Gesture Oriented Multi-Disciplinary Gadgets

DOI : 10.17577/IJERTCONV5IS01128

Download Full-Text PDF Cite this Publication

Text Only Version

Gesture Oriented Multi-Disciplinary Gadgets

Neeraj Ajit Abhyankar

Department Of Electronics and Telecommunications Mumbai, India

Yash Chaudhari

Department Of Electronics and Telecommunications Mumbai, India

Pratik Haware

Department Of Electronics and Telecommunications Mumbai, India

Jay Choksi

Department Of Electronics and Telecommunications Mumbai, India

Prof. Jyoti Dange

Professor, Department Of Electronics and Telecommunications Mumbai, India

Abstract The need for simplicity in the interface between the human world and the digital world is ever increasing. The ever maturing technology is at the edge of realizing the desired connect between the two, the gesture based interface is very promising for such realization. To control the multi-disciplinary gadgets from the digital world using the gestures and human interactions is very possible. Certainly we can control various devices using the gestures and make the digital world dance on our fingertips. For this purpose a real-time connection between the two worlds will be provided by a real-time camera for gesture recognition and process execution.

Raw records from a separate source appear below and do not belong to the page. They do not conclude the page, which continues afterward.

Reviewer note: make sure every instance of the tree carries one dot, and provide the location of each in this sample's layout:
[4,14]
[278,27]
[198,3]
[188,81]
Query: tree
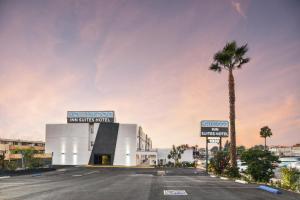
[265,132]
[219,162]
[259,147]
[176,152]
[231,57]
[260,164]
[214,149]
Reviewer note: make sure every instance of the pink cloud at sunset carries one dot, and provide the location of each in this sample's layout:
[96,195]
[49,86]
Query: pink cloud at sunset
[148,61]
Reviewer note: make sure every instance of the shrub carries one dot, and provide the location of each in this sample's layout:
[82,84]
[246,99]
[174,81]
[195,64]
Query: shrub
[260,164]
[290,178]
[219,162]
[232,172]
[11,165]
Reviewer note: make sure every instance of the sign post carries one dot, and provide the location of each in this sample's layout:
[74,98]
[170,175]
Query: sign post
[216,129]
[206,157]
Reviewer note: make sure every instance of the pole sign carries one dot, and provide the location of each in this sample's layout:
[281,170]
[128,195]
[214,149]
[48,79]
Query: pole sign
[216,141]
[90,116]
[214,128]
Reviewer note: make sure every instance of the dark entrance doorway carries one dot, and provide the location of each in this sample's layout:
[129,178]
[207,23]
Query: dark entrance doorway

Keywords gesture; recognition; MATLAB; gadgets; dgital world; hand gesture recognition.

I. INTRODUCTION

The human computer interface technology continues to mature with a increasing pace and in a nick of time, we now like to have smaller and state of the art electronic devices to use with ease and efficiency. Ever growing need for the new technological interfaces is very essential for the interaction between the small electronic gadgets and new features with it. HCI Human Computing Interaction plays an important role interfacing the digital and the human worlds together using the gesture based object recognition technology. There exist more primitive interfaces but the problem associated is that they cannot be used in motion i.e. they are stationary interfaces. The Touch screens have become very popular and are used worldwide. However, this technology is just not that viable due to its hardware limitations and lacking the cost effectiveness. Relatively using the gesture based object recognition environment we can use the digital devices using simple gestures as we use in daily life to indicate them. In this paper, we put forward a novel approach which uses gesture based recognition system to control multi- disciplinary gadgets. This system can control various gadgets making them very tranquil to use. They involve drawing patterns using gestures, controlling the media devices, making a hand-on call to predefined numbers in the directory or an SOS message, clicking real-time photos etc.

  1. RELATED WORKS

    There is a vast and wide ranged technological re-search in the field of HCI and the Robotics field for the Human Robot/Digital-devices interfacing. Although, each one of them uses a different approach to define a gesture or an event occurring. An approach by Erdem et al, used finger tip tracking to control the motion of the mouse. A click of the mouse button was implemented by defining a screen such that a click occurred when a users hand passed over the region [1, 3]. One other developed by Chu-Feng Lien [4]. It used only the fingertips to control the cursor and click event. The method was developed on image density; it also required the user to hold the mouse cursor on the desired spot for a short period of time. Paul et al, used another method using motion of the thumb (Forming thumbs-up position to all others) to mark an event. A special movement of hand defined the movement of the mouse pointer.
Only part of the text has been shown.